In the embodiment of the application, model training needs to be performed through a preset classification algorithm to obtain a preset signal intensity level prediction model. Referring to fig. 1, fig. 1 is a schematic diagram illustrating a process of establishing a prediction model of a preset signal strength level in an embodiment of the present application. The method comprises the following specific steps:
The measurement data of the terminal obtained in the embodiment of the application may be measurement data reported by the terminal, or measurement data actually obtained by the terminal obtained from other devices;
if the measurement data is obtained from the terminal, the terminal needs to have a function of reporting the measurement data to the local determination device.
This implementation method needs to add a function of reporting measurement data to the terminal that needs to report, and specify the reported measurement data.
The timing of the measurement data reported by the terminal may be reported according to a preset time, or may be reported when a reporting instruction is received.
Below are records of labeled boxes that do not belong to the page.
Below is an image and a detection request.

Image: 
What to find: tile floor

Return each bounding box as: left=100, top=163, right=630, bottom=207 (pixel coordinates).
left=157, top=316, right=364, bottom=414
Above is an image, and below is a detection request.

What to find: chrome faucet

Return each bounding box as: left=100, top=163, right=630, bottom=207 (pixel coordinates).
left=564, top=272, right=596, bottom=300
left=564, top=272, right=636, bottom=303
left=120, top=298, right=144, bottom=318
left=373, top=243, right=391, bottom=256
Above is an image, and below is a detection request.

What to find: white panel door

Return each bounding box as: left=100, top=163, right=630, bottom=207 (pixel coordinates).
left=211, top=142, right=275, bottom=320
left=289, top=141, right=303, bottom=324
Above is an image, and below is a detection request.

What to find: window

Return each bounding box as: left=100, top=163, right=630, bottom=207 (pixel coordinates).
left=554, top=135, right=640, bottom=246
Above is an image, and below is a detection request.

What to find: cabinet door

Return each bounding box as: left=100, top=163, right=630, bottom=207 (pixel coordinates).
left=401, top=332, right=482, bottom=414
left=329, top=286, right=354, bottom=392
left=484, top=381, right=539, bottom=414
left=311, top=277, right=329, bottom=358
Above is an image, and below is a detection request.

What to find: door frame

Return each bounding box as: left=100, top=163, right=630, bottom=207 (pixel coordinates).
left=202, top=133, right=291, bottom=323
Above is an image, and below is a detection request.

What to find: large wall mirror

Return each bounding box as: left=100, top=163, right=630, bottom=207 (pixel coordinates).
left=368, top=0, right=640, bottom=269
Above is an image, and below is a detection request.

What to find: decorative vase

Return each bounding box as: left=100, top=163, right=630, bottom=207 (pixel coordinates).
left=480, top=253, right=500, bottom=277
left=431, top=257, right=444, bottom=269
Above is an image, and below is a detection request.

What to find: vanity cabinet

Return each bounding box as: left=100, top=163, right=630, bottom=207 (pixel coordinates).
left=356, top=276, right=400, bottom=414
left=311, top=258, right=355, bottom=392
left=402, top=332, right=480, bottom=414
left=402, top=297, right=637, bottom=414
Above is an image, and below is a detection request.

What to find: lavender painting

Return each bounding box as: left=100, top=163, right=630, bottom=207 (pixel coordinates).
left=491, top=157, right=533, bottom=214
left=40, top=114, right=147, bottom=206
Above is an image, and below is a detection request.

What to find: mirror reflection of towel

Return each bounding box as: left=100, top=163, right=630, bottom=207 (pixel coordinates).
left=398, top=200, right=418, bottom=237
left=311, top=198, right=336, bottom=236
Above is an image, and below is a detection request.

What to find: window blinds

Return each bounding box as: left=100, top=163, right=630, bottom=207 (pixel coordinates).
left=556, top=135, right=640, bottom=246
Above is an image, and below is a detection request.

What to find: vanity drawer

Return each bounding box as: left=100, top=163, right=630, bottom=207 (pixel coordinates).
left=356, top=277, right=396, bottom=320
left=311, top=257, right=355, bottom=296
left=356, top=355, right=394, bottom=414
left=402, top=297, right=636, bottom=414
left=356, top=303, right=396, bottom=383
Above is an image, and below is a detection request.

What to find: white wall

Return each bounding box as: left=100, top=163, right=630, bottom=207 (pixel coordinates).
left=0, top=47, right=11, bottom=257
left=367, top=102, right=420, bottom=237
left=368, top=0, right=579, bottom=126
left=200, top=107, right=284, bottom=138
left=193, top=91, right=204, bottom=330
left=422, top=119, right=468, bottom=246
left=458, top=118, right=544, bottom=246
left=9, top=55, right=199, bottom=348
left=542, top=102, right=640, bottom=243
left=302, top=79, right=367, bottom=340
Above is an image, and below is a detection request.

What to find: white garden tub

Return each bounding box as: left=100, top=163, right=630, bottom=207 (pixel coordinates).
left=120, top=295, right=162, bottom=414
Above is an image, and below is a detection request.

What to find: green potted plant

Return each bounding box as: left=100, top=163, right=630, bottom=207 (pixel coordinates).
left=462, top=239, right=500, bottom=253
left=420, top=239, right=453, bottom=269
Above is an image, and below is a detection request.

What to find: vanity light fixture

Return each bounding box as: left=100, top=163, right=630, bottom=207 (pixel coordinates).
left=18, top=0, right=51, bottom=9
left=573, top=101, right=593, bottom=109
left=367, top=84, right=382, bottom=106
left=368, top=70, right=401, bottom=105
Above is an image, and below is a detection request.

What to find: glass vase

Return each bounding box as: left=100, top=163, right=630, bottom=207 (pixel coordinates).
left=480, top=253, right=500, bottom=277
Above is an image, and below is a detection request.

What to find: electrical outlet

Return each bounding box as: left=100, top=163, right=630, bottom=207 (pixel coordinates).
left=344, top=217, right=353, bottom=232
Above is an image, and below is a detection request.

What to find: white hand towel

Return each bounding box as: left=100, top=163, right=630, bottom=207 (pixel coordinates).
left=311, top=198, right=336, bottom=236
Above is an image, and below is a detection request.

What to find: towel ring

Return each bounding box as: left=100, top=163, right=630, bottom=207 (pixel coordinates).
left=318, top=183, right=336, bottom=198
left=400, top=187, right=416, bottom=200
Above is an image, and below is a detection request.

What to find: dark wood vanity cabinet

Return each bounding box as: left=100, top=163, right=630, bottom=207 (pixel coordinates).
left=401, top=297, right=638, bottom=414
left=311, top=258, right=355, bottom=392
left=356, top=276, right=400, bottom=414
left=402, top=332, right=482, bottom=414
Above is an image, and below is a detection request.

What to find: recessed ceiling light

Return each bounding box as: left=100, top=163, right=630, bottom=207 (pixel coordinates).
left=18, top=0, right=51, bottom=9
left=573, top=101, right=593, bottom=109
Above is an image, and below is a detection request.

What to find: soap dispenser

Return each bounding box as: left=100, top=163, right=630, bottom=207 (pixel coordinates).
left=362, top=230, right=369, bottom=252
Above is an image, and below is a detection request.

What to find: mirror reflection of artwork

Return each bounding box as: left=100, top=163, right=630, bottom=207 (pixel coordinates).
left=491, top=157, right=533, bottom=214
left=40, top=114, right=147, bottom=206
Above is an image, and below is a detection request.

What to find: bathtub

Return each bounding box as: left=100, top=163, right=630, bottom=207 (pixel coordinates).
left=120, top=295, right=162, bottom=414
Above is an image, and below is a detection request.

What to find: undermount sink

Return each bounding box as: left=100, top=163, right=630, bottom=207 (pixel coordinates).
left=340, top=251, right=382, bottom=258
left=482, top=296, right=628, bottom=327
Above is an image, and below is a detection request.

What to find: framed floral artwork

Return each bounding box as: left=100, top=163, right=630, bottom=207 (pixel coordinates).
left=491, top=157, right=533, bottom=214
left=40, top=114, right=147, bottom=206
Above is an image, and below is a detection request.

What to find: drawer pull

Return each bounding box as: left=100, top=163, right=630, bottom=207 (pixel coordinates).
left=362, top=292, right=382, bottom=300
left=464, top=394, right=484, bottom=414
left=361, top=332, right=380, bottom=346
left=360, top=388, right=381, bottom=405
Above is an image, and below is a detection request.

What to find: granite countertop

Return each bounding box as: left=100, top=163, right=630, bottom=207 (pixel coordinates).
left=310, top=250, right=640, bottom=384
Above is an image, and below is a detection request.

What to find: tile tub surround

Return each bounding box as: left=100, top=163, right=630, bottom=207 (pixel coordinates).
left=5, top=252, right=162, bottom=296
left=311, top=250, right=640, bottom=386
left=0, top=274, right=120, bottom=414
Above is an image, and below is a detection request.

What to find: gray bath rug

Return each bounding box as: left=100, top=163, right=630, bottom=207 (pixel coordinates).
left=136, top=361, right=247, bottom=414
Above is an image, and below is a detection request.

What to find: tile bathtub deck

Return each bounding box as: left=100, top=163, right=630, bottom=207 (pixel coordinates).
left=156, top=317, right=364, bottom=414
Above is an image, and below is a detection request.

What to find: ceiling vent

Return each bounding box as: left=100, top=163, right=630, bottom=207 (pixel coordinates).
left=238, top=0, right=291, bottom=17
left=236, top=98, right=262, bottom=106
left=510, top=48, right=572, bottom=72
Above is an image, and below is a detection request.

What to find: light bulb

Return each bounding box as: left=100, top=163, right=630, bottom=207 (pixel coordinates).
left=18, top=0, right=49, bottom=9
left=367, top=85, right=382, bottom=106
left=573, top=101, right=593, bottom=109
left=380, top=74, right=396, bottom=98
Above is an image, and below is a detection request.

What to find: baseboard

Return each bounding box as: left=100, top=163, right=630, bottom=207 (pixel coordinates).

The implementation manner of the measurement data actually acquired by the terminal acquired from the other device may specifically be:
the determining apparatus of the present application obtains the measurement data stored on the other device by copying or by wired or wireless network transmission, but not limited to the other device, such as a storage device, a server, etc.
The content of the measurement data may be set according to actual needs, and the measurement data reported in the embodiment of the present application at least includes, but is not limited to, the following information: location information and signal reception strength.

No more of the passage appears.